Weird, she thought, watching Nina through the glass as she walked to her station wagon. Bill, asking if she’d seen yesterday’s receipts, interrupted her thoughts. “I gave them to you,” Louise said.
“I know.” Bill held out the crumpled bundle. “But the report says you missed one.” Dayana pulled a sympathetic face behind his back.
They found the lost slip caught in a tiny hollow at the back of her drawer. “It could happen to anyone,” Louise said. She had to say it, because no one else would.
If Louise were to come face to face with Rose, what would she say? It would most certainly be a question: How are you? Is there a thing in this world that’s understandable? She shook her head. Really, what she would most likely ask is: How can I help you today? Withdrawal or deposit? Would you like to find out more about our CD interest rates, Rose?

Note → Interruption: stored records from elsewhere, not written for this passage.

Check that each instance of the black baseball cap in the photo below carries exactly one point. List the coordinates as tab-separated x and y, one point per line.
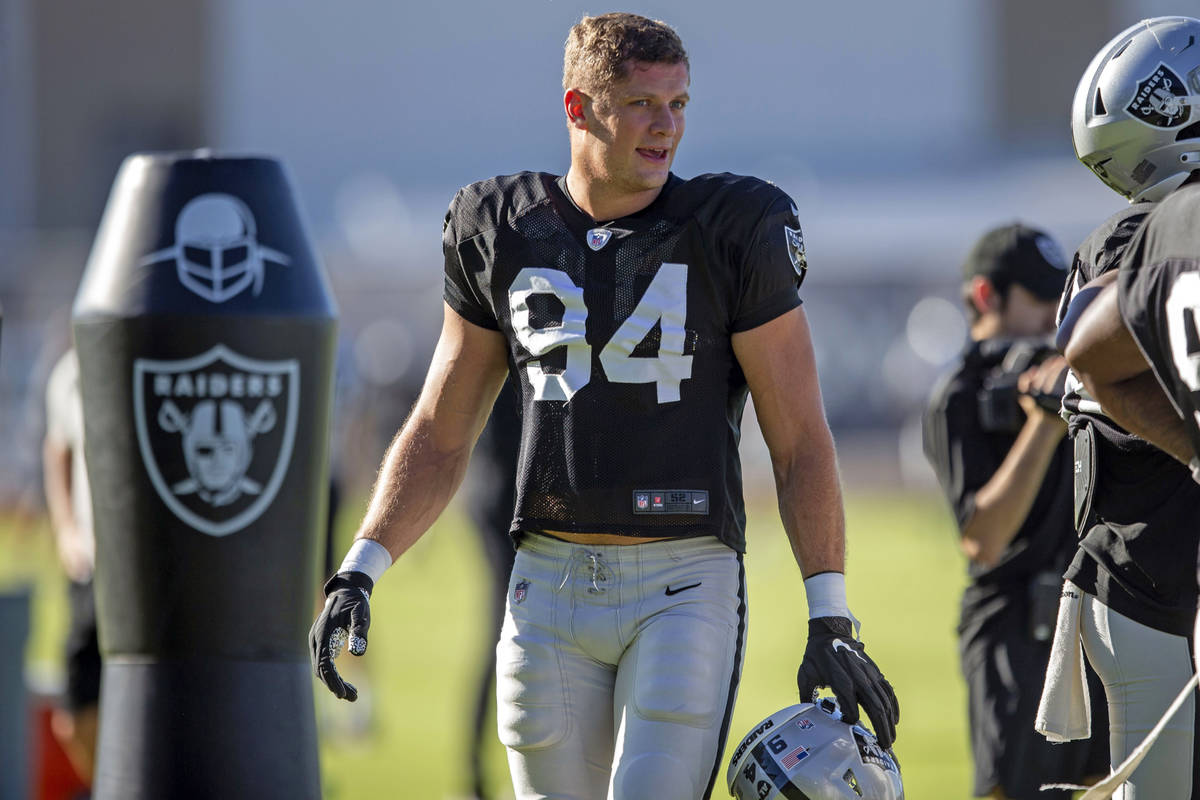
1020	254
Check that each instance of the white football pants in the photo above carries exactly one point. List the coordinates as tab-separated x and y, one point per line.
1143	669
618	666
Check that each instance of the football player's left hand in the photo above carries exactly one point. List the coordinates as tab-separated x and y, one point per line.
343	621
835	659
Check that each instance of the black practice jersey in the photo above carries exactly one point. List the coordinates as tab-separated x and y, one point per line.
965	456
1145	503
1101	253
619	342
1159	299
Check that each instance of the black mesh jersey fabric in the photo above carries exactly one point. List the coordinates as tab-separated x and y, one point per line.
619	342
1159	298
1101	253
1138	548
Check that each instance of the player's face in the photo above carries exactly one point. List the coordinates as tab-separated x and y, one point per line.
1026	314
637	127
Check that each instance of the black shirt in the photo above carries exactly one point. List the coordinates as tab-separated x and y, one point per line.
965	456
1159	299
1144	512
619	342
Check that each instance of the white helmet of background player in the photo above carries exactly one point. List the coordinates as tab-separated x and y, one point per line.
807	751
1135	119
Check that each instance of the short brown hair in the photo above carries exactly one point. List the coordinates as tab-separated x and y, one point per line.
600	48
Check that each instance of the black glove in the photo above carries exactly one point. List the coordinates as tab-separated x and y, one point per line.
835	659
345	619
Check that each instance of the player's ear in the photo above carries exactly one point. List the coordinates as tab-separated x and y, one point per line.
575	103
983	295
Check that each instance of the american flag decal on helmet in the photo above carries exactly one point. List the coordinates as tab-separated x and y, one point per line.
795	757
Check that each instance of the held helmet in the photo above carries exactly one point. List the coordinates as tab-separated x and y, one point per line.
1135	119
808	751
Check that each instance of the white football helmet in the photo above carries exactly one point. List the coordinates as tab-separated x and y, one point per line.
807	751
1135	119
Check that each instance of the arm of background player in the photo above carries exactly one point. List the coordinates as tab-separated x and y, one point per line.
1105	358
57	481
780	368
1002	504
427	458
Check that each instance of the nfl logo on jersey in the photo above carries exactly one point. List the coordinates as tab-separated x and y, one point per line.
598	238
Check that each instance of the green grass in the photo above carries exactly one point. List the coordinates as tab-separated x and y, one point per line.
905	577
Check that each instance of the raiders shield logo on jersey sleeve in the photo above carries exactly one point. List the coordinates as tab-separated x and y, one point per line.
796	251
216	433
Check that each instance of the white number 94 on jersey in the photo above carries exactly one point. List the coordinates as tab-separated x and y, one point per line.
664	304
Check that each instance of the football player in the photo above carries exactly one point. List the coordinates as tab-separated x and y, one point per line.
635	311
1134	125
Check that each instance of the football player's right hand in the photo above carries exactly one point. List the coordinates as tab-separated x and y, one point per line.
345	620
834	657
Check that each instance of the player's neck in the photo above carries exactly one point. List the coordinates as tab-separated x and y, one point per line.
988	326
604	202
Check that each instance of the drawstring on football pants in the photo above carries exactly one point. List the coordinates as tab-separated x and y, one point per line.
589	560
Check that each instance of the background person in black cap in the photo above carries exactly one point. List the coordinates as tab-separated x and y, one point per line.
995	439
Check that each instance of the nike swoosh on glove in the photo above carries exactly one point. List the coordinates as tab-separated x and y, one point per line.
345	619
835	659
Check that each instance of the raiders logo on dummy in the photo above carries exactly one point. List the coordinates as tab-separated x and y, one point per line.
216	250
216	433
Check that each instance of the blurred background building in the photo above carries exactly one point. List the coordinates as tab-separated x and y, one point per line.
903	131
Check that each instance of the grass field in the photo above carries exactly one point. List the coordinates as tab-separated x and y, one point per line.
408	740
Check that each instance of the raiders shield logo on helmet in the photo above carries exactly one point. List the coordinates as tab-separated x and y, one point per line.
1161	100
216	250
216	433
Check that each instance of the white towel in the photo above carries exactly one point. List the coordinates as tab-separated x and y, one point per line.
1108	787
1066	710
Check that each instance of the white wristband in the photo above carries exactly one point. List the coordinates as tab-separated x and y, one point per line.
827	595
369	557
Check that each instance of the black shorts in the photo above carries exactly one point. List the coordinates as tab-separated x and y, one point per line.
82	654
1005	668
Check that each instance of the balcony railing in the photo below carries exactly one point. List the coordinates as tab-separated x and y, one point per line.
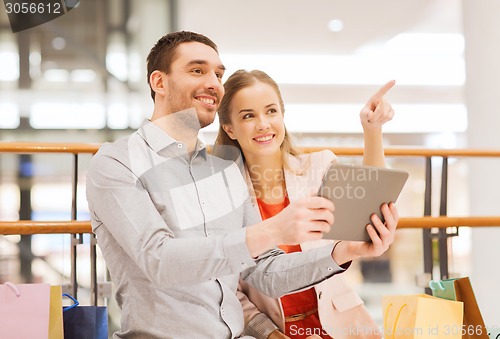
432	227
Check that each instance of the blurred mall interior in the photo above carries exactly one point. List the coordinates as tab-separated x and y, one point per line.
81	79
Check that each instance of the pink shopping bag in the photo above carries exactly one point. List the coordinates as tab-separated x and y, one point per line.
24	311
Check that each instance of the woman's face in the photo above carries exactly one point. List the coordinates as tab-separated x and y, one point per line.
257	121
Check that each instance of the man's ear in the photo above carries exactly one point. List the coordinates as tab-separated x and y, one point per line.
156	81
229	130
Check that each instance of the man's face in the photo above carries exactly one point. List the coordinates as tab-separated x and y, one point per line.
195	80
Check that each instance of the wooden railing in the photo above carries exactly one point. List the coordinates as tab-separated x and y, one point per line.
26	227
429	224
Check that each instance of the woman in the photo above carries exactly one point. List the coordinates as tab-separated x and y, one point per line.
251	117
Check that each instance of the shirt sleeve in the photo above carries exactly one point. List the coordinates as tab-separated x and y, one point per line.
125	218
277	273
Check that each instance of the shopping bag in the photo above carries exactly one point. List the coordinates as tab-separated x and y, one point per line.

All of this was speculation because if Rose came into the bank she’d pick Dayana’s window. This in spite of the fact that Lance and Ben had been best friends, playing junior varsity football together, not to mention countless Scouting trips. Rose never banked with Louise—not for years, ever since Louise had let slip that she knew the reason for Rose’s rift with Stella, that tawdry triangle. In spite of their sons’ friendship, their paths scarcely crossed—a mutually agreed upon avoidance. The weekend after news about Lance’s death had broken, she’d made a pot of stew and picked a bouquet of Lazy Susans and delivered them out to church; Pastor Bowen was going to pay Rose a visit. She didn’t deliver them herself. A visit from her would be unwelcome.
Louise looked over at Dayana, who felt her eyes and glanced up.
“I’m not myself,” Louise said.
“Colitis acting up again?”
Louise flushed and looked toward Bill’s office door. “No. I’m okay.” She took a breath. “I can run over to Mondragon’s during my break and pick up a birthday card.”
“You sure?”
“The walk would do me good.” It was a ten minute walk down a stretch of old Main Street to the one store, aside from The Bluebird Café and Rikker’s Liquors, that still seemed moderately successful. She could stop in at The Bluebird and get herself a sweet coffee drink, and then go see what Ward Mondragon was up to.